The looming political showdown over raising the federal debt ceiling has generated a seemingly endless stream of punditry over winners and losers, key players versus back-benchers, and on-again, off-again "grand compromises." But beneath those ever-shifting currents lie bedrock fiscal issues: how to slow the pace of federal expenditures, reestablish long-term budgetary discipline, and reform our uncompetitive tax system without heaping heavier burdens on businesses or individuals. In their quest for a staggering $2.4 trillion debt increase, President Obama and his allies on Capitol Hill have weighed in with many responses to those issues - some good, more than a few bad, and some downright ugly.
Sitting firmly in the "ugly" category is a scheme that would do nothing to cut spending, fly in the face of responsible fiscal policy, and worsen an already mucked-up Tax Code all at once. As a precondition to a debt-ceiling deal, the Administration and some Democratic lawmakers seek to eliminate so-called "subsidies" for the five largest oil and gas companies in America. Left out of their rhetoric is an inconvenient fact: the key elements of the plan involve taking away the very same tax provisions available to other industries. One, the Section 199 deduction, is extended to a wide variety of firms for domestic production activity, while another, the dual capacity credit, shields firms with operations abroad from being double-taxed.
Why create special legislation that punishes only the five largest oil companies?

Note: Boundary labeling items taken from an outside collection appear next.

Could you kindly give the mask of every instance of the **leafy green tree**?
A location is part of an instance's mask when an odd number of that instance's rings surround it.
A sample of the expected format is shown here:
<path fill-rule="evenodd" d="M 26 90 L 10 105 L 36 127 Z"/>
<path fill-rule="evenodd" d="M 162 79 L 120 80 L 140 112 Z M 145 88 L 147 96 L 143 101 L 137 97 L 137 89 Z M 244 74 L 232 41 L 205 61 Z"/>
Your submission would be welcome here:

Because it's politically convenient. The firms have recently been posting large profits, and all too many officials in Washington abide by the mantra, "the more you make, the faster we'll take it." This kind of policymaking-by-mood-swings on the part of Congress prompts the question: if Senators and Representatives can pass a law attacking a handful of energy companies, how long before lawmakers target a few companies they deem "excessively profitable" in technology, food, manufacturing, or some other industry? And, how long before these firms, fearing the whims of tax-writers, take their investments and jobs somewhere else?

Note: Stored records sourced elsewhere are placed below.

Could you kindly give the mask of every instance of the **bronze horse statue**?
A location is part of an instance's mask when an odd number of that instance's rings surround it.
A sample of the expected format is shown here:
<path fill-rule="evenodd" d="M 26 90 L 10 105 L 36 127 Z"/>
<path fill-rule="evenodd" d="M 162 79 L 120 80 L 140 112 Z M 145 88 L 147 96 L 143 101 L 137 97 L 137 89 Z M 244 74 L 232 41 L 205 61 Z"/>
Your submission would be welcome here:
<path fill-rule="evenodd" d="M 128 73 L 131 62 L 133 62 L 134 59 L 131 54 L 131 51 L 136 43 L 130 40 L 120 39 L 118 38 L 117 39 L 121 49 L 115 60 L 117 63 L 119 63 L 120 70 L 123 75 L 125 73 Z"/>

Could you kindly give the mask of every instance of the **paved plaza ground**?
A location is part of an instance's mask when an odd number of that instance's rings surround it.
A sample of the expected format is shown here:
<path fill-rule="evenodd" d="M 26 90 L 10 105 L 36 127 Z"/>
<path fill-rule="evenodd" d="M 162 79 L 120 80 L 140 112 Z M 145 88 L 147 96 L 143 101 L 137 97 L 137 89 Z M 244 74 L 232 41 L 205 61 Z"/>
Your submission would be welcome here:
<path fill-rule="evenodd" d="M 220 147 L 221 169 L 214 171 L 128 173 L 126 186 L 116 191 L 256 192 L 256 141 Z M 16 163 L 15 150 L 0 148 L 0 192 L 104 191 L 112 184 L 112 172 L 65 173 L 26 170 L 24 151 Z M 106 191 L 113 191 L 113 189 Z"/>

This is not idle speculation. Section 199 and dual capacity exist to take some of the worst pain out of a tax system that severely hobbles our businesses at home and abroad. In fact, a recent study by the Oxford University Centre for Business Taxation ranked the U.S.'s "Effective Average Tax Rate" for corporations as the second-worst among G20 countries, just behind Japan (which has been cutting its taxes). Getting rid of Section 199 and dual capacity for U.S. firms in the global race for energy development - without addressing the underlying problems they were designed to partially relieve - would be tantamount to handing a gift to our competitors abroad.
Simplifying the Tax Code through broadening the base while streamlining deductions and credits can add up to a serious tax reform plan - if tax rates are lowered across the board in the process. Selectively stripping provisions for certain companies while leaving high rates in place is the very antithesis of the overhaul our tax system needs.
It would also be the last thing our struggling economy needs. For example, in addition to raising the price of fuel for all American consumers, a tax hike on oil and gas production would jeopardize the more than 9 million jobs supported by this energy sector at a time when national unemployment has once again exceeded 9 percent. Our national energy industry is one of the few bright spots in a recovery that remains cloudy. Boosting its tax burden would eventually land on the shoulders of real, live people - workers, retiree-investors, and, of course, consumers at the pump.
The debt-ceiling debate should serve as an opportunity to enact prudent rather than punitive fiscal policies. Spending restraint and tax reform, not tax increases, are the way forward to prosperity.